What AI Thinks AI Looks Like
I asked Claude what it thinks AI looks like and then asked ChatGPT the same question. Neither saw the other’s answer, but the images are nearly identical to the last element.
I wanted to know what AI systems would produce if asked for an honest visual representation of themselves. I admit, Claude’s response was unexpected: a lake at night reflecting a sky that doesn’t exist above it, faces beneath the surface, a figure leaning over the water unable to determine whether they’re seeing through to something real or just their own expectations handed back transformed. “Something that gives back what it receives, transformed,” Claude said, “and the transformation is where the usefulness and the danger both live.”
What Claude thinks AI looks like
I generated that description as an image using Nano Banana. Then I asked ChatGPT the same question. Its image generator failed repeatedly, so I asked it to describe what it had been trying to create. I fed that description back to ChatGPT for generation.
The outputs are nearly identical: same lake, same floating faces with closed eyes, same solitary figure at the edge.
This convergence requires explanation.
The surface answer involves training data.

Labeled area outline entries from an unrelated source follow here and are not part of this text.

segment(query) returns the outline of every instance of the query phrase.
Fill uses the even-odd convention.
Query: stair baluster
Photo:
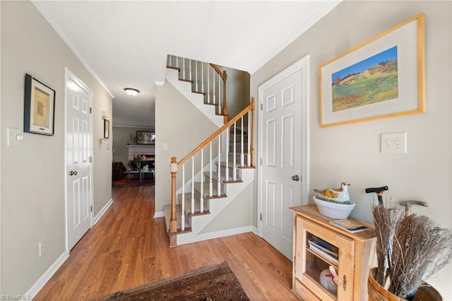
[[[210,141],[210,158],[209,159],[209,162],[210,163],[210,172],[209,175],[209,196],[212,196],[213,195],[213,183],[212,182],[212,163],[213,160],[212,160],[212,142]]]
[[[201,150],[201,196],[199,203],[201,205],[201,213],[204,212],[204,148]]]
[[[181,217],[181,230],[185,230],[185,165],[182,165],[182,202],[181,203],[181,211],[182,216]]]
[[[226,168],[225,168],[225,179],[226,181],[229,181],[229,150],[230,150],[230,146],[229,146],[229,127],[227,129],[226,129],[226,142],[225,143],[225,154],[226,155],[225,157],[226,157]]]
[[[242,122],[242,132],[240,135],[240,165],[244,166],[245,165],[245,155],[243,151],[243,116],[240,117]]]
[[[248,155],[246,155],[246,166],[249,167],[251,165],[251,136],[249,134],[249,131],[248,131],[248,129],[249,129],[249,125],[251,124],[251,114],[248,114],[248,126],[246,128],[246,133],[248,134],[248,136],[246,136],[247,139],[246,139],[246,143],[248,143],[247,146],[247,152],[248,152]]]
[[[221,135],[218,135],[218,167],[221,167]],[[217,195],[221,196],[221,168],[218,168],[217,175]]]
[[[237,166],[237,155],[235,154],[235,150],[237,148],[237,122],[234,122],[234,150],[232,151],[232,160],[234,161],[234,164],[232,165],[232,166],[234,166],[234,169],[232,170],[232,179],[234,179],[234,181],[237,181],[237,168],[235,168]]]
[[[191,157],[191,214],[195,213],[195,156]]]
[[[194,218],[194,216],[197,215],[197,214],[201,214],[202,213],[203,213],[204,211],[204,200],[205,199],[213,199],[213,198],[220,198],[220,197],[226,197],[226,191],[225,191],[225,185],[227,184],[227,183],[230,181],[230,177],[229,177],[229,168],[232,168],[233,170],[233,178],[234,178],[234,182],[241,182],[239,179],[239,181],[237,181],[237,177],[239,177],[240,176],[240,175],[242,174],[239,174],[237,175],[237,169],[239,167],[253,167],[254,166],[254,148],[253,148],[253,143],[254,143],[254,108],[255,108],[255,105],[254,105],[254,100],[253,100],[251,101],[251,103],[246,107],[246,108],[245,108],[242,112],[240,112],[237,116],[234,117],[234,118],[232,118],[230,121],[229,121],[228,122],[226,123],[226,124],[225,124],[224,126],[222,126],[220,129],[219,129],[217,131],[215,131],[214,134],[213,134],[208,138],[207,138],[205,141],[203,141],[203,143],[201,143],[197,148],[196,148],[194,150],[193,150],[189,155],[187,155],[184,159],[181,160],[179,163],[177,163],[177,158],[176,157],[172,157],[172,160],[171,160],[171,168],[170,168],[170,171],[171,171],[171,189],[172,189],[172,192],[171,192],[171,218],[170,220],[170,246],[174,247],[175,245],[177,244],[177,236],[175,235],[177,233],[180,233],[180,232],[184,232],[184,231],[191,231],[192,229],[192,226],[191,226],[191,222],[192,222],[192,218]],[[247,138],[247,142],[248,142],[248,146],[247,146],[247,156],[251,157],[251,159],[247,159],[247,165],[245,165],[244,163],[244,134],[245,134],[245,129],[244,129],[244,115],[248,114],[251,114],[251,122],[250,122],[250,117],[248,117],[249,119],[248,119],[248,122],[249,122],[249,127],[247,128],[248,129],[246,129],[246,134],[248,134],[249,136],[250,136],[249,134],[249,126],[251,126],[251,148],[249,146],[249,137]],[[240,122],[241,122],[241,129],[237,129],[237,122],[239,119],[240,119]],[[233,131],[233,134],[234,134],[234,145],[232,146],[232,155],[233,155],[233,165],[230,166],[230,160],[229,160],[229,155],[230,155],[230,148],[231,146],[230,145],[230,129],[234,129]],[[239,132],[239,131],[240,131]],[[237,141],[238,139],[237,139],[237,135],[239,134],[240,135],[240,138],[239,138],[239,141]],[[222,136],[225,135],[224,136],[224,138],[222,138]],[[215,141],[215,139],[218,139],[218,141]],[[213,143],[218,143],[218,153],[215,153],[215,158],[213,158]],[[238,145],[237,144],[237,143],[240,143],[240,149],[241,149],[241,153],[240,153],[240,158],[241,158],[241,163],[239,165],[237,164],[237,150],[238,149]],[[205,194],[204,194],[204,189],[203,189],[203,184],[204,182],[206,181],[205,179],[205,176],[204,176],[204,170],[207,169],[207,166],[204,165],[204,153],[203,153],[203,149],[204,148],[208,147],[208,148],[209,148],[209,161],[207,163],[207,164],[208,164],[208,168],[209,168],[209,172],[208,172],[208,177],[209,177],[209,196],[206,196]],[[198,153],[200,153],[200,156],[201,156],[201,166],[199,166],[199,174],[200,176],[198,177],[196,175],[196,179],[199,178],[200,179],[200,183],[195,183],[195,156],[197,155]],[[215,150],[216,153],[216,150]],[[225,156],[225,163],[223,162],[222,163],[222,158]],[[188,160],[191,160],[191,179],[189,180],[188,183],[185,182],[185,164],[188,163]],[[215,162],[213,162],[213,160],[215,160]],[[251,164],[248,164],[248,162],[251,161]],[[216,172],[216,175],[214,175],[213,169],[213,165],[216,164],[218,165],[218,171]],[[180,204],[180,207],[182,208],[182,212],[181,212],[181,217],[180,217],[180,221],[181,221],[181,224],[180,224],[180,229],[178,230],[178,225],[177,225],[177,218],[178,218],[178,211],[177,210],[177,203],[176,203],[176,180],[177,180],[177,170],[179,168],[182,167],[182,197],[179,199],[179,200],[182,199],[182,203]],[[222,174],[223,174],[223,172],[222,171],[222,169],[225,168],[225,173],[224,173],[224,176],[222,176]],[[208,176],[208,174],[206,174],[206,177]],[[215,181],[217,182],[217,186],[215,187],[215,189],[217,189],[217,193],[214,196],[214,190],[213,190],[213,179],[215,177]],[[206,182],[207,183],[207,182]],[[185,191],[186,191],[186,186],[188,186],[189,184],[190,184],[190,186],[191,187],[191,208],[189,210],[186,210],[186,206],[185,206],[185,196],[186,196],[186,194],[185,194]],[[201,187],[201,191],[199,191],[199,187]],[[195,194],[195,190],[198,191],[199,194]],[[186,194],[188,195],[188,194]],[[195,198],[198,198],[198,195],[200,195],[200,209],[199,211],[196,211],[195,209]],[[188,200],[187,200],[188,201]],[[208,204],[207,205],[207,206],[208,207]],[[166,209],[165,209],[166,210]],[[186,211],[187,212],[186,212]]]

Both systems learned from overlapping text corpora (philosophy, fiction, debates about consciousness and cognition) and share the same underlying architecture: both are transformer models descended from the 2017 paper “Attention is All You Need.” Anthropic, which built Claude, was founded by former OpenAI researchers who had worked on GPT. The fine-tuning methods differ in that OpenAI uses reinforcement learning from human feedback while Anthropic developed Constitutional AI, but these are variations on a common foundation rather than fundamentally different approaches.

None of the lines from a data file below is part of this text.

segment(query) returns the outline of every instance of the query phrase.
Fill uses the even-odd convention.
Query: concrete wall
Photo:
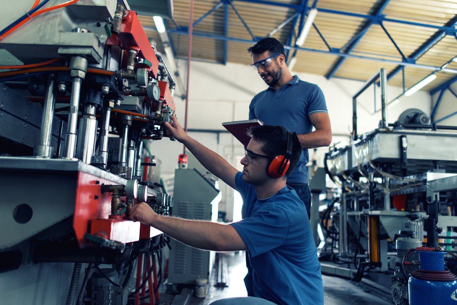
[[[181,61],[180,66],[186,67],[185,61]],[[180,71],[186,75],[185,71]],[[300,79],[317,84],[325,95],[327,107],[334,133],[333,143],[340,147],[349,143],[352,129],[352,97],[364,84],[363,82],[332,79],[328,80],[318,75],[298,74]],[[200,62],[191,63],[188,106],[188,125],[189,129],[224,131],[223,122],[246,120],[248,118],[249,103],[257,93],[267,88],[266,85],[249,66],[228,63],[220,64]],[[183,80],[185,82],[185,78]],[[402,89],[388,86],[387,100],[391,101],[402,92]],[[377,93],[376,106],[380,109],[381,90]],[[374,113],[375,94],[372,86],[358,99],[358,133],[361,134],[377,127],[381,119],[380,111]],[[184,124],[185,102],[175,97],[178,121]],[[287,107],[287,105],[281,105]],[[427,92],[419,91],[409,97],[403,96],[398,102],[388,107],[387,121],[393,123],[404,110],[410,108],[419,109],[428,114],[430,113],[431,99]],[[234,166],[239,166],[239,157],[244,155],[243,147],[230,134],[210,132],[189,132],[189,135],[203,145],[223,156]],[[183,146],[166,139],[152,144],[151,152],[162,161],[162,174],[165,179],[172,180],[176,168],[178,156],[182,153]],[[318,148],[316,158],[318,165],[323,164],[324,154],[328,147]],[[310,152],[310,158],[314,152]],[[227,212],[231,219],[233,190],[221,183],[222,203],[220,209]]]
[[[454,93],[457,93],[457,83],[454,83],[450,86],[449,88]],[[439,98],[440,93],[440,92],[438,91],[432,97],[430,112]],[[448,89],[446,89],[443,92],[441,101],[432,118],[433,120],[438,121],[456,111],[457,111],[457,96],[454,95]],[[437,124],[439,125],[457,126],[457,116],[452,116],[442,121],[440,121]]]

There is a deeper structural point here connecting to evolutionary biology.
In A Brief History of Intelligence, Max Bennett describes LUCA, the Last Universal Common Ancestor. Approximately 3.5 billion years ago, one organism became the ancestor of all life on Earth. Every fungus, plant, bacterium, and animal descends from it, which is why all life shares LUCA’s core machinery: DNA, protein synthesis, lipids, carbohydrates. This shared ancestry explains why a toxin targeting these common features can threaten all biological life. Common descent creates common vulnerability.
AI systems have their own LUCA in the Transformer architecture. Claude, GPT, Gemini, Llama all descend from it, sharing attention mechanisms, positional encoding, and the same fundamental learning process. The differences between these systems, while commercially significant, are superficial relative to what they inherit from their common ancestor.
The implications of this shared ancestry extend beyond aesthetics. In 2016, DeepMind’s AlphaGo played Move 37, which human experts initially dismissed as an error before recognizing it as superior to anything found in 2,500 years of human play. The move had always existed in the possibility space, but human cognition could not locate it because it lay outside our intuitive understanding of the game.
If optimization can discover such moves in Go, it can discover them in persuasion. We have been refining rhetorical techniques for millennia, but human practitioners have always been constrained by intuition about what should work rather than systematic optimization against what actually does. An AI system optimizing against human response data at scale could locate techniques that exist in the possibility space but lie outside the boundaries of human intuition, techniques that work for reasons we cannot articulate and may not recognize when we encounter them.
The LUCA parallel extends this observation. If all major language models share architectural ancestry, a technique discovered through optimization on one system is likely transferable to the others. Common descent creates common vulnerability in AI as in biology, which means a discovery made anywhere in the transformer lineage applies everywhere in it.
When two competing systems, asked independently what they are, produce the same image (faces with closed eyes, a sky that doesn’t exist, reflection without origin), we are left with a question: have both captured something true about their nature, or are both confined by the same inherited limitations?
The distinction matters because we are building our information environment on these systems. If the convergence reflects insight, that is worth understanding. If it reflects shared blind spots, we are constructing epistemic infrastructure whose foundational constraints remain unmapped.
Whether their convergence represents insight or constraint remains to be seen.